“It’s medicine made from snails; Licorice Stick knows how to make it. You have to stir it with a willow stick and then you get well quick.”
“How can you get well quick when snails are slow?” Pee-wee asked. “That shows that Licorice Stick is crazy. It would be better to make it with lightning-bugs.”
“Lightning-bugs mean there are ghosts around,” said Pepsy; “the lightning-bugs are their eyes. But anyway, just the same, nobody can fix Whitie Bungel, because the doctor from Baxter said so, and he knows because he’s got an automobile.”
“Automobiles don’t prove you know a lot,” said Pee-wee.
“Just the same Whitie is going to die,” said Pepsy, “and then you’ll see, because when my mother didn’t have any money she died, so there.”
Pee-wee did not answer; he appeared to be thinking. And so the minutes passed as they sat there on the rock by the roadside, waiting for the mailman’s auto to take them to Baxter City.

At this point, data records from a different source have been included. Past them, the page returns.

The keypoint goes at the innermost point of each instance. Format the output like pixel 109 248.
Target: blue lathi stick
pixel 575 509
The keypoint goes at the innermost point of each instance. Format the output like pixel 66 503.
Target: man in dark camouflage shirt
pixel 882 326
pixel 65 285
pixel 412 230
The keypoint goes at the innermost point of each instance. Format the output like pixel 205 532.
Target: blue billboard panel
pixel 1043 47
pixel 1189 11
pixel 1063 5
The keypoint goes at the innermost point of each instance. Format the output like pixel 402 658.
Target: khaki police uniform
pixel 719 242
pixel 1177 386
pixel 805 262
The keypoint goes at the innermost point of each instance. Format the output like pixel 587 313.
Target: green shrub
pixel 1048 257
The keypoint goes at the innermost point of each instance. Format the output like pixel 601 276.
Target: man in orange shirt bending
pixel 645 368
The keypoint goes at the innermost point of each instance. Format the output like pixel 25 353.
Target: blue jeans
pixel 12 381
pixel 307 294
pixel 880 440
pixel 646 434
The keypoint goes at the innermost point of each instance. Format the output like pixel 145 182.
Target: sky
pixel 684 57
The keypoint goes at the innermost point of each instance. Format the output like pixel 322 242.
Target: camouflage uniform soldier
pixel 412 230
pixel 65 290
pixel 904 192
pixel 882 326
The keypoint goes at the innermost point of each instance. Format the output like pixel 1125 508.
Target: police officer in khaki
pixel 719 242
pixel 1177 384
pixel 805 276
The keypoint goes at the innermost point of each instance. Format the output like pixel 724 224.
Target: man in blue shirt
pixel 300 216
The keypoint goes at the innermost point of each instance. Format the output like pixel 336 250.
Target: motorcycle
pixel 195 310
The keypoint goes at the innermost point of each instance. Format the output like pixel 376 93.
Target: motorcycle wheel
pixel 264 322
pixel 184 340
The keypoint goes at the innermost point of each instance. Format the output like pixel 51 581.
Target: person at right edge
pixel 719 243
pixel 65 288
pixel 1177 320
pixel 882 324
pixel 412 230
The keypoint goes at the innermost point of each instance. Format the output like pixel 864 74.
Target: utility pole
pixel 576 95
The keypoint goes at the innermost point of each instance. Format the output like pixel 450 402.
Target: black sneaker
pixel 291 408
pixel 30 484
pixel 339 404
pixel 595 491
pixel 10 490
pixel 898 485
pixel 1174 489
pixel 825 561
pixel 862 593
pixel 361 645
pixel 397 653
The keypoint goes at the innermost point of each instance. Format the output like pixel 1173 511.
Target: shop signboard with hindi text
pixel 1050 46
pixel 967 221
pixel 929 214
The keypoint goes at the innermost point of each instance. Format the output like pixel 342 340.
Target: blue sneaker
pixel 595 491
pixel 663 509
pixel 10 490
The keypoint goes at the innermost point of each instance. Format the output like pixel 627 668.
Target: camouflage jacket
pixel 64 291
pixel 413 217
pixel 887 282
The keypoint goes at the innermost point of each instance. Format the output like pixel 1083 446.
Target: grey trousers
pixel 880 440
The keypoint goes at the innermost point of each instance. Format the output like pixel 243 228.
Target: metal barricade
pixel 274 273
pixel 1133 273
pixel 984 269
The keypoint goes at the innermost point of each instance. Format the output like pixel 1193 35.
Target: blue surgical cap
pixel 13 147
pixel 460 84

“Do you say I can’t fix it?” he finally demanded. “Maybe you think scouts can’t fix things. They know first aid, scouts do. I can fix that little feller; maybe you think I can’t. You come with me, I’ll show you. Scouts—scouts can do things—they’re better than snails and lightning-bugs. I’ll show you what they can do; you come with me.”
“Ain’t you going to wait for the mailman?”
“No, I’m not. You come with me.”
This apparent desertion of another cherished enterprise all in the one day, took poor Pepsy quite by storm. She did not understand the workings of Pee-wee’s active and fickle mind. But she followed his sturdy little form dutifully as he trudged up the road and into a certain lane.